“What are you doing way out there?” Visitors frequently ask that, as they stand on the coastline in the Bay of La Paz and stare out towards our farm site on the horizon. Our net pens in the Gulf of California are located 4 miles offshore, in waters over 250 feet deep. The location of our net pens is not just a whim. It is a key part of our fundamental philosophy, and an integral part of who we are.
The Kampachi Company is committed to growing our King Kampachi in the most environmentally responsible way that we can. But we also need to scale up our operations, if the aquaculture industry is to increase the supply of healthful marine fish to meet the demands of 9 billion people on the planet.
To scale up in an environmentally responsible way, we must meet the challenge of operating in the offshore ocean environment. In deeper water, further offshore, we can work within the assimilative capacities of the ecosystem. We can grow our fish without any significant ecological impact on water quality, on the substrate (seabed) beneath our net pens, or on other marine fish or wildlife.

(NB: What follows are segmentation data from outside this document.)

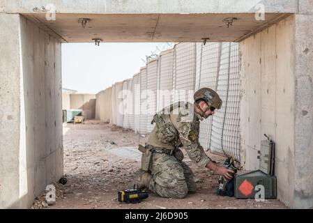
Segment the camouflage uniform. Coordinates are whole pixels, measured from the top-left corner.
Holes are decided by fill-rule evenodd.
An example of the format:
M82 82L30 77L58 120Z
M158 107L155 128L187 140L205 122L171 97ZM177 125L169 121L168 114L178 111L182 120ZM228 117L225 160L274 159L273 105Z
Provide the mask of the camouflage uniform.
M150 190L171 198L184 198L188 192L195 192L194 174L182 161L183 155L178 148L183 147L199 167L210 162L198 140L199 119L202 118L194 113L192 104L181 102L165 107L153 116L151 123L155 123L155 126L146 146L155 150L149 166L152 175Z

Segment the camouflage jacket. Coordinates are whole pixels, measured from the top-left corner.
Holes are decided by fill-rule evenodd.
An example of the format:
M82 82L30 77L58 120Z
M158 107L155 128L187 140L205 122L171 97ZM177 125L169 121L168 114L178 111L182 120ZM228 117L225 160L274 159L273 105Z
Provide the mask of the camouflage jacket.
M190 102L176 102L155 114L151 124L155 126L147 144L176 150L183 147L190 160L198 167L205 167L210 159L199 142L199 119Z

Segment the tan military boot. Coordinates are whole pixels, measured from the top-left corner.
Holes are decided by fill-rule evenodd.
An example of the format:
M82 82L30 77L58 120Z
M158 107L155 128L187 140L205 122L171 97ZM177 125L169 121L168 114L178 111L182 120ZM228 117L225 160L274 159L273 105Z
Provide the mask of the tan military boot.
M148 188L152 175L140 169L135 175L134 185L138 185L138 189Z

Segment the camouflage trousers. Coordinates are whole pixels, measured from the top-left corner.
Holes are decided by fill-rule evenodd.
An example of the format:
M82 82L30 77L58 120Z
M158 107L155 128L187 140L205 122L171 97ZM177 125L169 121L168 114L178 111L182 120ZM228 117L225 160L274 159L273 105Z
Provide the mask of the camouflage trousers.
M190 168L174 155L153 153L148 189L162 197L182 199L196 192Z

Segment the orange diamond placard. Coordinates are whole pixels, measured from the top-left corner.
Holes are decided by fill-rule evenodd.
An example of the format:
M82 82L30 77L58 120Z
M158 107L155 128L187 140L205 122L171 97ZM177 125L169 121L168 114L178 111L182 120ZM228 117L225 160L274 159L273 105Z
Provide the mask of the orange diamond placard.
M254 187L252 185L252 184L247 180L245 180L241 184L238 189L243 194L247 197L252 192L253 188L254 188Z

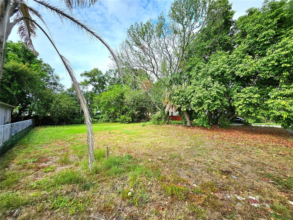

There is now abundant scientific evidence that confirms this assertion. Much of this monitoring data was distilled by NOAA scientists and other co-authors, including The Nature Conservancy, into two pivotal studies: Price and Morris (2013), and Rust, et al., (2014). Price and Morris conducted a meta-analysis of monitoring data from water quality and benthic studies around net pens around the world, and concluded that – so long as basic, commonsense siting criteria are adopted – there is no significant impact. Often, there will not even be any measureable impact.
This confirms the findings from independent monitoring of water quality around our King Kampachi net pens in the Gulf of California. There is no discernible difference between the water from upcurrent of the net pens, and the water from downcurrent of the net pens.
The Rust study looked at the potential for broader ecosystem impacts and concluded that so long as basic Best Management Practices are employed, there is no significant impact from net pen operations on wild fish genetics or wild fish stock abundance, on marine mammal populations or other components of marine ecosystems.
The Kampachi Company monitors a wide range of parameters around our farm site, both to meet government requirements, and to ensure that our operations meet the standards for certification by Aquaculture Stewardship Council and Best Aquaculture Practices. We also monitor potential impacts for our own peace of mind — to ensure we are still working within the assimilative capacities of the ecosystem in which we have the privilege of operating.
We believe all forms of aquaculture have a part in producing healthful, nutritious seafood. But we need to find a way to scale up rapidly, so that we produce the marine fish that a growing population craves. To us, that compels us to go further, deeper.